The Cardinals’ concerns stem from declarations made by the German Synod of Bishops, which advocated for same-sex union blessings and the ordination of women. They argue that these declarations contradict the long-standing doctrines and disciplines of the Church, leading to confusion and spiritual error among the faithful and other well-intentioned individuals.

The Revised “Yes or No” Questions

After receiving an unsatisfactory response from the Pope to their initial questions, the Cardinals revised their queries to seek clear and direct answers. These revised questions were published in multiple languages, including English, Italian, French, Spanish, Polish, German, and Portuguese. Let’s examine the summarized version of these questions:

  1. Can the Catholic Church teach something that contradicts its previous doctrines on Faith and Morals?
  2. Can the Church bless homosexual unions? Is the Church’s teaching on sexual acts outside the Sacrament of Marriage as grave sins still valid?
  3. Will decisions made by a minority of representatives at the “Synod on Synodality” hold the same authority as those made by the Pope in union with the College of Bishops?
  4. Is it possible for the Catholic Church to ordain women as priests?
  5. Can a priest validly absolve someone who confesses a sin intending to continue committing it?

The Cardinals Behind the Questions

Cardinal Burke is not alone in his pursuit of answers from Pope Francis. German Cardinal Walter Brandmüller, a former president of the Pontifical Committee for Historical Sciences, joins Cardinal Burke in presenting the questions. Cardinal Brandmüller previously cosigned another set of questions to Pope Francis in 2016. The other three Cardinals who signed the questions are Mexican Cardinal Juan Sandoval Íñiguez, Guinean Cardinal Robert Sarah, and Hong Kong Cardinal Joseph Zen Ze-kiun.

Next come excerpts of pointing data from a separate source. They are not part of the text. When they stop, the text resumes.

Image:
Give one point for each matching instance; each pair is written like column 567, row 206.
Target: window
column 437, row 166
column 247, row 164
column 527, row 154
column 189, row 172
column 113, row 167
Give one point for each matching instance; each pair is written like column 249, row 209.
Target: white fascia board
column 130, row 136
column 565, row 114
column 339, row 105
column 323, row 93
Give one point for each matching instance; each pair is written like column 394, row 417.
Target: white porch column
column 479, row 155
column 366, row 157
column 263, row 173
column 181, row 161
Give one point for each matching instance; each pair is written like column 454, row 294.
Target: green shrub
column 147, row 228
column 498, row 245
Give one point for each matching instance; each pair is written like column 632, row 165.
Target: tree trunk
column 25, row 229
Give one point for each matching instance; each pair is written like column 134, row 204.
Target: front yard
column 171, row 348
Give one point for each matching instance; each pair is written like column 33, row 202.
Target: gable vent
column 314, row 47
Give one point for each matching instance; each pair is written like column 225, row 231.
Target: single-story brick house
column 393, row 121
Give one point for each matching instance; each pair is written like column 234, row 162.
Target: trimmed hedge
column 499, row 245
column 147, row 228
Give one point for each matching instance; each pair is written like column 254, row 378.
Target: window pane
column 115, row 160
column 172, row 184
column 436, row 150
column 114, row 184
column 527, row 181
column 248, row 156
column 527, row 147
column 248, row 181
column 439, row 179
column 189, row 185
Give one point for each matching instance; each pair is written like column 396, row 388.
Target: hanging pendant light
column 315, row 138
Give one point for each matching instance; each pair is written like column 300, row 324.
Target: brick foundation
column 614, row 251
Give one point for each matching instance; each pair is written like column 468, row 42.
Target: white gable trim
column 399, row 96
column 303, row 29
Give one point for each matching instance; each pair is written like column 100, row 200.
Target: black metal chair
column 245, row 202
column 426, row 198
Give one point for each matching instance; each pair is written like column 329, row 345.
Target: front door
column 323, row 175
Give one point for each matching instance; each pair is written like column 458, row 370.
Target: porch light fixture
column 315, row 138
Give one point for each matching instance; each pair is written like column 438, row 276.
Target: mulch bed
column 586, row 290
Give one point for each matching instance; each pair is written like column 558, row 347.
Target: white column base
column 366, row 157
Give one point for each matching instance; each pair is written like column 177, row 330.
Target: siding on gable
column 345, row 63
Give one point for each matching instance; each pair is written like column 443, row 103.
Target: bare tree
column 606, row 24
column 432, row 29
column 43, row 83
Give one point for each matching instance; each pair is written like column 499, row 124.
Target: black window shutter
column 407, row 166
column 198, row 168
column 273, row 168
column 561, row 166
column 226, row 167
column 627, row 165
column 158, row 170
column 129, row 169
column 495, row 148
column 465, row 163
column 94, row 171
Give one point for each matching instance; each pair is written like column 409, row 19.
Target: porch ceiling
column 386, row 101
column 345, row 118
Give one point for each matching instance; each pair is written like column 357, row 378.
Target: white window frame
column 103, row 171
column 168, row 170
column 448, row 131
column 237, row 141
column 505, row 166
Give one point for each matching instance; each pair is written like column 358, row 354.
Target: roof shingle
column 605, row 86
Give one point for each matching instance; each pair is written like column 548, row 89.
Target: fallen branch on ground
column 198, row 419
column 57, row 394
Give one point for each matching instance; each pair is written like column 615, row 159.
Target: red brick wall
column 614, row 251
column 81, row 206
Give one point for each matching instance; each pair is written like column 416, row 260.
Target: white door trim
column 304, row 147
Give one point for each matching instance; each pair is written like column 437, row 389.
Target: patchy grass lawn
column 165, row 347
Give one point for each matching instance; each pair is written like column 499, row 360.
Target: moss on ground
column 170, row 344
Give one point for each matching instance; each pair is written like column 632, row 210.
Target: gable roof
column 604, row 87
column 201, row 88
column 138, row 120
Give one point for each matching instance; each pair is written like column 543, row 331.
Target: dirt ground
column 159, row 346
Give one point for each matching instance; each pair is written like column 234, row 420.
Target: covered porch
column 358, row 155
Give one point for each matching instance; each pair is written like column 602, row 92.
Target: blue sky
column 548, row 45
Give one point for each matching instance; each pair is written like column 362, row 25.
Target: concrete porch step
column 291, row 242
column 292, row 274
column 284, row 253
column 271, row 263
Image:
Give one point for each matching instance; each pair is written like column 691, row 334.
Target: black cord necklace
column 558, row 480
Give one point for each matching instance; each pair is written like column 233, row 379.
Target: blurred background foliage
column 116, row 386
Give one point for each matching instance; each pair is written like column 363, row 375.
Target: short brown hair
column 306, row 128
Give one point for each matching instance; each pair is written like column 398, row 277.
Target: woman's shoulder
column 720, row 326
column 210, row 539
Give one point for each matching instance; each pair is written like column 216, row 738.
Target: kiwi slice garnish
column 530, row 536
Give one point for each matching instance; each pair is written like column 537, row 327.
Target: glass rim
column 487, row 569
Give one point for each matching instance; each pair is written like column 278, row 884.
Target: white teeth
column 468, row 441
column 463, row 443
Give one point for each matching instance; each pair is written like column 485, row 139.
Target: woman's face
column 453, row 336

It is worth noting that Cardinals Brandmüller, Sandoval, and Zen are no longer eligible to vote in the next papal conclave due to their age. Nevertheless, their collective concerns reflect a significant portion of the Cardinals’ opinions within the Church.

Pope Francis’ Response and Cardinal Fernandez’s Criticism

The Pope’s initial response to the dubia was delivered in Spanish and has been published by Cardinal Víctor Manuel Fernández, the Vatican’s new Prefect of the Dicastery of the Doctrine of the Faith. However, the Cardinals claim that the answers did not follow the customary format of “responsa ad dubia.” Displeased with the response, Cardinal Burke and his colleagues reformulated their questions and resubmitted them on August 21. As of now, they are still awaiting a response from the Pope.

Cardinal Fernandez, known for his close relationship with Pope Francis, defended the Pope’s initial response to the dubia. He stated that the Pope had already answered the questions and criticized the Cardinals for making their inquiries public. Cardinal Fernandez accused the Cardinals of treating the Pope as though he were their servant.

The Upcoming Vatican Synod

The Vatican Synod, known as the “Synod on Synodality,” is set to address a range of contentious issues within the Church. With 363 voting delegates, including 54 women, attending the final stage of this three-year synod, topics such as sexual abuse, LGBTQ inclusion, and female ordination are expected to be highly debated. The Synod will commence on October 4, providing a platform for open discussions and potential resolutions.